Enduring deficits in memory and neuronal pathology after blast-induced traumatic brain injury.

作者信息

Sajja Venkata Siva Sai Sujith, Hubbard W Brad, Hall Christina S, Ghoddoussi Farhad, Galloway Matthew P, VandeVord Pamela J

机构信息

School of Biomedical Engineering and Sciences, Virginia Polytechnic and State University, Blacksburg, VA.

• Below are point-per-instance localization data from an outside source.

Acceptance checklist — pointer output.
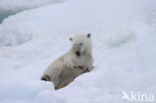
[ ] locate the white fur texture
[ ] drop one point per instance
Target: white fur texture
(63, 71)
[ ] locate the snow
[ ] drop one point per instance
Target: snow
(123, 35)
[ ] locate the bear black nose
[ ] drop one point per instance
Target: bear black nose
(77, 53)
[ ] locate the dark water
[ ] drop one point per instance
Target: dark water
(4, 15)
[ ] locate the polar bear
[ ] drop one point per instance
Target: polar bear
(75, 62)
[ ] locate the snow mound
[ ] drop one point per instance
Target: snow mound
(20, 5)
(123, 35)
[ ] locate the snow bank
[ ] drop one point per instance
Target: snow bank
(123, 35)
(19, 5)
(10, 7)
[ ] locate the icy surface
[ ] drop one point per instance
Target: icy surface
(123, 35)
(10, 7)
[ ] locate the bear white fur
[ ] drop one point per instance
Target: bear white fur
(75, 62)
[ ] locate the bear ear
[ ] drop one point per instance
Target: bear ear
(70, 39)
(89, 35)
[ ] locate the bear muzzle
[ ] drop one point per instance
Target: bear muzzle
(78, 53)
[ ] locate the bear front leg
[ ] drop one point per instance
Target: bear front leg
(83, 67)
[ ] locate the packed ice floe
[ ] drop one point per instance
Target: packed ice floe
(123, 35)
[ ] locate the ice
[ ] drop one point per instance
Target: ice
(123, 35)
(10, 7)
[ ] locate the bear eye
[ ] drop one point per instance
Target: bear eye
(81, 43)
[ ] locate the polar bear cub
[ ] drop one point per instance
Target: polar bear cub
(75, 62)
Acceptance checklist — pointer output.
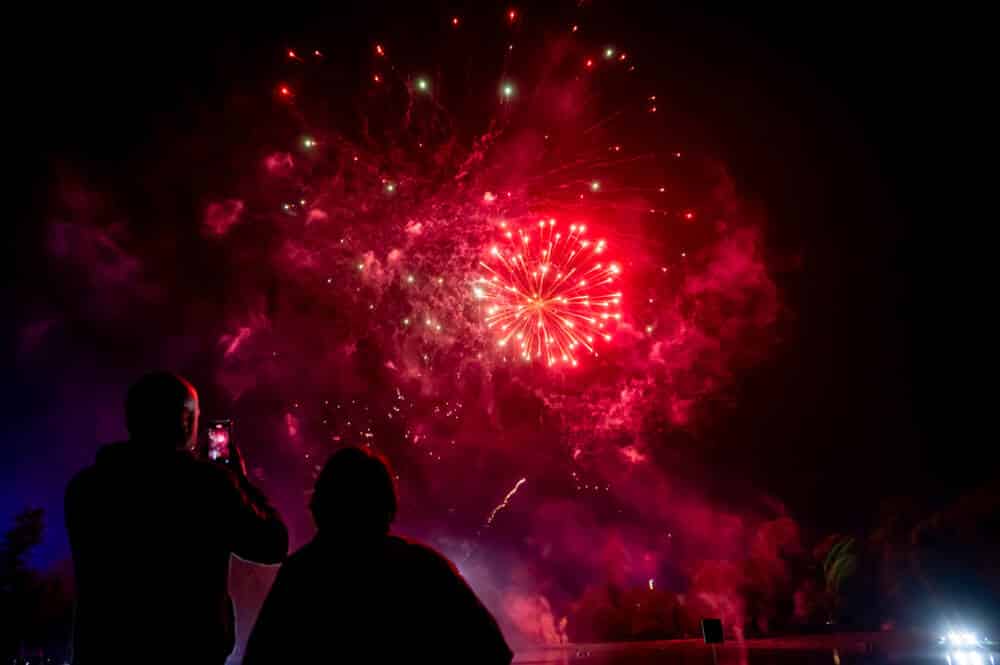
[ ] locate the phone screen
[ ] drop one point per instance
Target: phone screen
(220, 433)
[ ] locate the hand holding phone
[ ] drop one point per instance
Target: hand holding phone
(221, 447)
(220, 435)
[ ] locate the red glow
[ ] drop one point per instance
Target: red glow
(550, 295)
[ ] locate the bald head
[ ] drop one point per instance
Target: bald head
(162, 409)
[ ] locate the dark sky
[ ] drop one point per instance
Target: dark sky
(857, 131)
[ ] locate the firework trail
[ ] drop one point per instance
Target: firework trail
(506, 501)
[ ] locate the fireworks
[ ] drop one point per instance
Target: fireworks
(550, 295)
(506, 501)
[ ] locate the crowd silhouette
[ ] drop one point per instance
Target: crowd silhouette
(355, 593)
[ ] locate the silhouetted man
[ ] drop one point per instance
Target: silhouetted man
(357, 594)
(151, 527)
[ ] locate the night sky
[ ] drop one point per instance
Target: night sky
(849, 137)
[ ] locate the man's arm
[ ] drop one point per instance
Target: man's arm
(257, 532)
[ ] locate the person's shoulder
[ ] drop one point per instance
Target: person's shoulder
(422, 554)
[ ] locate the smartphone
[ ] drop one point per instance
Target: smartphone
(220, 437)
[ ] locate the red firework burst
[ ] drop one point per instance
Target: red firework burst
(549, 295)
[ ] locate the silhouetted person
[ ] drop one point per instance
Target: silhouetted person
(357, 594)
(152, 527)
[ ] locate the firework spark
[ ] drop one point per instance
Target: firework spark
(550, 294)
(506, 501)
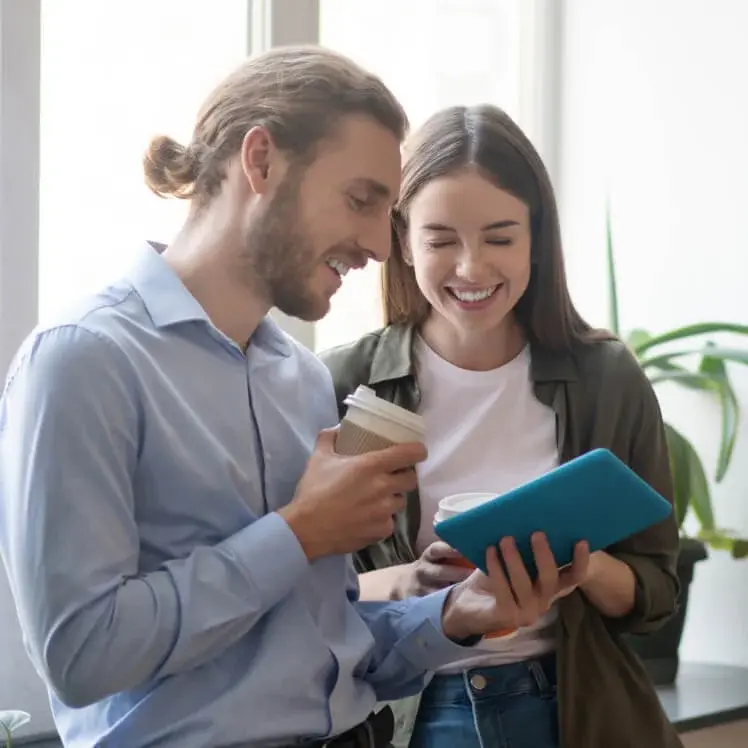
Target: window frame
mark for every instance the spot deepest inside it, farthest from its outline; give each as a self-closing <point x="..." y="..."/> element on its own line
<point x="271" y="23"/>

Department of Anesthesiology, Wayne State University School of Medicine, Detroit, MI.

出版信息

Sci Rep. 2015 Nov 5;5:15075. doi: 10.1038/srep15075.

DOI:10.1038/srep15075
PMID:26537106
原文链接:https://pmc.ncbi.nlm.nih.gov/articles/PMC4633584/
Abstract

Few preclinical studies have assessed the long-term neuropathology and behavioral deficits after sustaining blast-induced neurotrauma (BINT). Previous studies have shown extensive astrogliosis and cell death at acute stages (<7 days) but the temporal response at a chronic stage has yet to be ascertained. Here, we used behavioral assays, immmunohistochemistry and neurochemistry in limbic areas such as the amygdala (Amy), Hippocampus (Hipp), nucleus accumbens (Nac), and prefrontal cortex (PFC), to determine the long-term effects of a single blast exposure. Behavioral results identified elevated avoidance behavior and decreased short-term memory at either one or three months after a single blast event. At three months after BINT, markers for neurodegeneration (FJB) and microglia activation (Iba-1) increased while index of mature neurons (NeuN) significantly decreased in all brain regions examined. Gliosis (GFAP) increased in all regions except the Nac but only PFC was positive for apoptosis (caspase-3). At three months, tau was selectively elevated in the PFC and Hipp whereas α-synuclein transiently increased in the Hipp at one month after blast exposure. The composite neurochemical measure, myo-inositol+glycine/creatine, was consistently increased in each brain region three months following blast. Overall, a single blast event resulted in enduring long-term effects on behavior and neuropathological sequelae.

摘要

很少有临床前研究评估过遭受爆炸所致神经创伤(BINT)后的长期神经病理学和行为缺陷。先前的研究表明,在急性期(<7天)会出现广泛的星形胶质细胞增生和细胞死亡,但慢性期的时间反应尚待确定。在此,我们在杏仁核(Amy)、海马体(Hipp)、伏隔核(Nac)和前额叶皮质(PFC)等边缘区域使用行为分析、免疫组织化学和神经化学方法,以确定单次爆炸暴露的长期影响。行为结果表明,单次爆炸事件后1个月或3个月,回避行为增加,短期记忆下降。在BINT后3个月,所有检查脑区的神经退行性变标志物(FJB)和小胶质细胞活化标志物(Iba-1)增加,而成熟神经元指数(NeuN)显著下降。除Nac外,所有区域的胶质细胞增生(GFAP)均增加,但只有PFC出现凋亡阳性(caspase-3)。在3个月时,tau在PFC和Hipp中选择性升高,而α-突触核蛋白在爆炸暴露后1个月时在Hipp中短暂增加。爆炸后3个月,复合神经化学指标肌醇+甘氨酸/肌酸在每个脑区持续升高。总体而言,单次爆炸事件对行为和神经病理后遗症产生了持久的长期影响。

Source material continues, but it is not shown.